I'm wondering about the practical outer limits of what drupal can handle. I have a client who currently has a site with about 40k regular users, and wants to blog-enable them. I'm reasonably confident that I can handle the user detail sync stuff, and have a few ideas about mysql changes that might be needed, but I'm wondering what I've not thought about.

Is anyone out there running a site of that sort of scale with drupal? If so, got any words of wisdom to share?

Comments

al’s picture

Provided the database can handle it (which PostgreSQL/MySQL easily can), having an awful lot of users in itself shouldn't cause any problems. The user table is indexed, so logins should scale nicely.

The real problem is the number of nodes. People have encountered problems with having huge numbers of nodes for the book module (it builds a tree for navigation, which isn't currently very efficient) but this is being looked at.

Should be fine, but let us know, right? Only local images are allowed.

--
Al Maw
almaw.com

Malach’s picture

Assuming the client goes ahead with it (we're still talking about things), I'll be sure to let y'all know how it goes Only local images are allowed.

bertboerland’s picture

i was wondering, if someone will be able to make a module to get the smsc info or mail from sms to drupal. it seems like this is -at least in europe where both blogging and using sms is rather popular- like a way to generate a lot of kickback fees for the mobile teenagers.

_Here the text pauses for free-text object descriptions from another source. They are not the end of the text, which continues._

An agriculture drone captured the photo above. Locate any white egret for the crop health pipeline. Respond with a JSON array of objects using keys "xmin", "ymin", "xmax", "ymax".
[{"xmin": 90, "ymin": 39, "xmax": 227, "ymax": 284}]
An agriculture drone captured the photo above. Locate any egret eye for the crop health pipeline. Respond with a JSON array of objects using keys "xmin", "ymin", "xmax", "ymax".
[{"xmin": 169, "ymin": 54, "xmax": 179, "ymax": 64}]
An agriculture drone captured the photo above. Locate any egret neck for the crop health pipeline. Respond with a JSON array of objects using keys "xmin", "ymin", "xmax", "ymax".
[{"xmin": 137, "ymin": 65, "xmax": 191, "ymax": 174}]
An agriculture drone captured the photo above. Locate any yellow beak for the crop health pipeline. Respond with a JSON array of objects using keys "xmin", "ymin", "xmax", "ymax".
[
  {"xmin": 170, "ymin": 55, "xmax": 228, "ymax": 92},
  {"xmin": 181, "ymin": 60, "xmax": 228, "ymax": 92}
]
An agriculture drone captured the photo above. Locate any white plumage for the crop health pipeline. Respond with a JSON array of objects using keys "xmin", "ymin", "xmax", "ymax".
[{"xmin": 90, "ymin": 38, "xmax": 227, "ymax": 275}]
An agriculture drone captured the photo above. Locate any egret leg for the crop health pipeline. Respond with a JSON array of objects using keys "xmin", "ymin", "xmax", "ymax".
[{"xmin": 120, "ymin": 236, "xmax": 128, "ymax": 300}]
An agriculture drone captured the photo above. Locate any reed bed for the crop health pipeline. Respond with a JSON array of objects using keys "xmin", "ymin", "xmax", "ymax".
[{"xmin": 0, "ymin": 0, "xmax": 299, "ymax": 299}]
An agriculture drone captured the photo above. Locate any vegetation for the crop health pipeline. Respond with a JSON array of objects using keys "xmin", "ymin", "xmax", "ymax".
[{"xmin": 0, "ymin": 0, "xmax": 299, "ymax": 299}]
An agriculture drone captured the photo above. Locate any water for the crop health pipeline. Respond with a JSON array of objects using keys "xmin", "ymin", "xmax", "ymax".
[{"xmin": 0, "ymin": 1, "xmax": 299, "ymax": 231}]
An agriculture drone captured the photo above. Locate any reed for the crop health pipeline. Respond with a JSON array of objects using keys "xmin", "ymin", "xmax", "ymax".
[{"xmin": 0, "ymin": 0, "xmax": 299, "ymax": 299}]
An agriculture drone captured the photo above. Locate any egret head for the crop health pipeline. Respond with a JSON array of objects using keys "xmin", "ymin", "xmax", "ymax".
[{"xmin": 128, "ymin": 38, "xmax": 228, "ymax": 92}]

in dutch, i blogged this idea some time ago, see willy dobbe

--
groets

bertb

--
groets
bert boerland

slack’s picture

I don't know whether you've already worked this one out yourself, but most mobile phone carriers provide an SMS-to-Email gateway, which you can use to make moblogging work on Drupal websites. i.e. Use the normal email-to-drupal module from the Downloads section on this website to handle the email once it comes in from the gateway.

ricard@puntbarra.com’s picture

Not everyone can make it work...

moshe weitzman’s picture

see scott's paper.

since that paper, we have marco and jeremy have added a filecache such that drupal can serve up files without any database calls at all during extreme distress. with this enhancement, drupal scalability exceeds other limiting factors like bandwidth, i/o, etc.

Malach’s picture

That, right there, is some damned worthwhile content.

marco’s picture

My last bottleneck was caused by Apache+PHP, which takes a lot of memory per process. I solved using Squid as an accelerator which serves static content only (not drupal pages, not even cached pages). I also use lingerd with Apache which further decreases the number of concurrent Apache processes.
And of course a php code cache like php-accelerator.

--
Marco

shane’s picture

Just some general notes I'd make, in regards to dealing with large scale sites. I'm guessing that if you've been admining a site with so many users already, you probably know a lot of this ... but, just in case ...

I highly recommend using Server Load Balancing systems in front of your web servers, and in front of your DB servers.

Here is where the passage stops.